Ethernet service options expand

Opinion
Oct 09, 20032 mins
AT&TNetworkingWAN

* AT&T follows VoIP announcement with Ethernet launch

On the heels of announcing that it intends to layer a voice over IP option to its managed IP VPN services throughout 40 countries during 2004, AT&T added another managed offering to its Ethernet services portfolio.

The AT&T Ethernet Switched Service-Metropolitan Area Network service is a mesh, transparent LAN service that interconnects your business sites. Franco Callocchia, AT&T Ethernet services director, describes it as a “switched Ethernet VPN service for metropolitan, local and regional connectivity.”

The service is available at 50M to 1G bit/sec speeds in 67 metro areas, which translates into about 90 cities and 6,400 office buildings. Callocchia says AT&T can deploy dedicated fiber and managed CPE (a 10/100 or Gigabit Ethernet switch) on your behalf. Or, the carrier can use an existing SONET infrastructure, in buildings where it is already in place, and layer the service on top of that. In the second case, your Ethernet traffic would be encapsulated in SONET, then de-encapsulated at the other end.

It’s getting a tad difficult to distinguish among the six flavors of Ethernet services that AT&T provides. These include Ethernet-to-Internet access connections and Ethernet point-to-point metro and long-haul services.

The good news, of course, is that there are growing Ethernet alternatives out there for those of you needing the large pipes and scalable bandwidth afforded by Ethernet technology. Witness, for example, another encouraging development: Ethernet service provider Yipes completed its $9.5 million Series A equity investment, totaling $63.5 million, last month.

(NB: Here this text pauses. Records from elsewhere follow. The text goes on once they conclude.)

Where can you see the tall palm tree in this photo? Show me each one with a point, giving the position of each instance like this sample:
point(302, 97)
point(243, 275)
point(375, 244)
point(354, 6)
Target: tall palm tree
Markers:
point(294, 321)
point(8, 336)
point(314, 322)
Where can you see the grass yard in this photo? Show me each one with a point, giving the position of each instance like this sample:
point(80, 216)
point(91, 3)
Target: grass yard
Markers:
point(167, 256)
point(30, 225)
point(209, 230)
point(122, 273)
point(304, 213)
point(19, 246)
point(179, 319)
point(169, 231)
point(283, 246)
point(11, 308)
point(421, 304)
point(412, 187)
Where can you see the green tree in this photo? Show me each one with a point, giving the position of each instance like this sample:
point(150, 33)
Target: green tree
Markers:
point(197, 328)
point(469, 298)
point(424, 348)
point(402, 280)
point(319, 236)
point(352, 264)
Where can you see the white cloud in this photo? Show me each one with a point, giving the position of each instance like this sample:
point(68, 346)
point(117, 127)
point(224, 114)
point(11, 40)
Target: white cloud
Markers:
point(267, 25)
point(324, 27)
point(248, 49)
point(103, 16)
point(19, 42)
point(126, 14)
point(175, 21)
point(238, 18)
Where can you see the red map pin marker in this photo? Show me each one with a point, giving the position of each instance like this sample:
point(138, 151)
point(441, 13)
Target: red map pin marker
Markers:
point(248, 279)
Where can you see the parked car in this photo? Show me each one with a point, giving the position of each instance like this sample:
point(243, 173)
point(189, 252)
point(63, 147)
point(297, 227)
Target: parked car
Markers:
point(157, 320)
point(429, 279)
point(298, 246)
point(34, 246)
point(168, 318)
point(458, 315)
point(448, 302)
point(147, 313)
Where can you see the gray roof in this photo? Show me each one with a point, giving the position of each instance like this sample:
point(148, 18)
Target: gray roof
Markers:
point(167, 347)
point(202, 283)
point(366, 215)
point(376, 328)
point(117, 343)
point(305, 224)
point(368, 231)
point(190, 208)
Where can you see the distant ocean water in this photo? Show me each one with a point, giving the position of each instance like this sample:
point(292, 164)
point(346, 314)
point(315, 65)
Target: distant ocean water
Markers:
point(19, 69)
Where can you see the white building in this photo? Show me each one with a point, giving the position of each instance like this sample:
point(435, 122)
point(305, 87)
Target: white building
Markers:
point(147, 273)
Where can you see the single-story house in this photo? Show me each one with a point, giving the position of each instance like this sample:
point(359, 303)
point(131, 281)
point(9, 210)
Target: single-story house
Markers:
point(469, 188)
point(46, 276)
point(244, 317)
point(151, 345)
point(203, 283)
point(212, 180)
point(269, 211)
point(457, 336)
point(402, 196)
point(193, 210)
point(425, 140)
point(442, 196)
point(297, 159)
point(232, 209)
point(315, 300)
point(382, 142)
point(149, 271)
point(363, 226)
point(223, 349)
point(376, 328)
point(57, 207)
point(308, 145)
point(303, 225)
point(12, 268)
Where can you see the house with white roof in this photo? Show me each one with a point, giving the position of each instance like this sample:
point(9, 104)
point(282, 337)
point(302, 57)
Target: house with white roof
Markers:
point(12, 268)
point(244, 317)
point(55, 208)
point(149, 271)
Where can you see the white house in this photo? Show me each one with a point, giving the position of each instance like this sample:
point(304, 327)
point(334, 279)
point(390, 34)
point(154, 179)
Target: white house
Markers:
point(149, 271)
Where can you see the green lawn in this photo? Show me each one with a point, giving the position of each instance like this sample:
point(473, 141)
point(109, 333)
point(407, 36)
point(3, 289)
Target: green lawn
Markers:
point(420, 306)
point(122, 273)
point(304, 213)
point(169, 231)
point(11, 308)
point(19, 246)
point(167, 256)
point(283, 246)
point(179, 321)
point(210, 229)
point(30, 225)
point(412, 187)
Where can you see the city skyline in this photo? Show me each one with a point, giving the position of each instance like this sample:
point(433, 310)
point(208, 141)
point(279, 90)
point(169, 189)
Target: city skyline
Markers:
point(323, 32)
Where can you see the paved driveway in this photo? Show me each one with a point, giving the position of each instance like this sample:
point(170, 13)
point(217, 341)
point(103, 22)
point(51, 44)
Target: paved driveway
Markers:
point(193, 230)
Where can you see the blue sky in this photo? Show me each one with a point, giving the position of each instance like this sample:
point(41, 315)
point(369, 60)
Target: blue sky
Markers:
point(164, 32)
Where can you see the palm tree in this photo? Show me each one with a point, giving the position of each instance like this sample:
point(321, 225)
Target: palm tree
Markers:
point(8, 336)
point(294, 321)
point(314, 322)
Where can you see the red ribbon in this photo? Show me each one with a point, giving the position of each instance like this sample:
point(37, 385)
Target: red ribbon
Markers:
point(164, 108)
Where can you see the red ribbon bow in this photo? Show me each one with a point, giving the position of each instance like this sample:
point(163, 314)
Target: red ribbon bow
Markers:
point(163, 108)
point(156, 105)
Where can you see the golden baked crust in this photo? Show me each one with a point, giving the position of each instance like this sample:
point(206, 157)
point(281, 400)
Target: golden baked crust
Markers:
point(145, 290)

Ethernet service options tend to be clustered in the same places. Understandably, they exist in large metro areas with highly populated buildings that justify the installation of local fiber networks. At some point, though, there will be an overabundance of options for these sites, but precious few for out-of-the-way locations. This will pose challenges to enterprises looking to run back-up data centers – if not primary sites – in places where real estate is more affordable, if more fiber or emerging copper-based alternatives do not appear.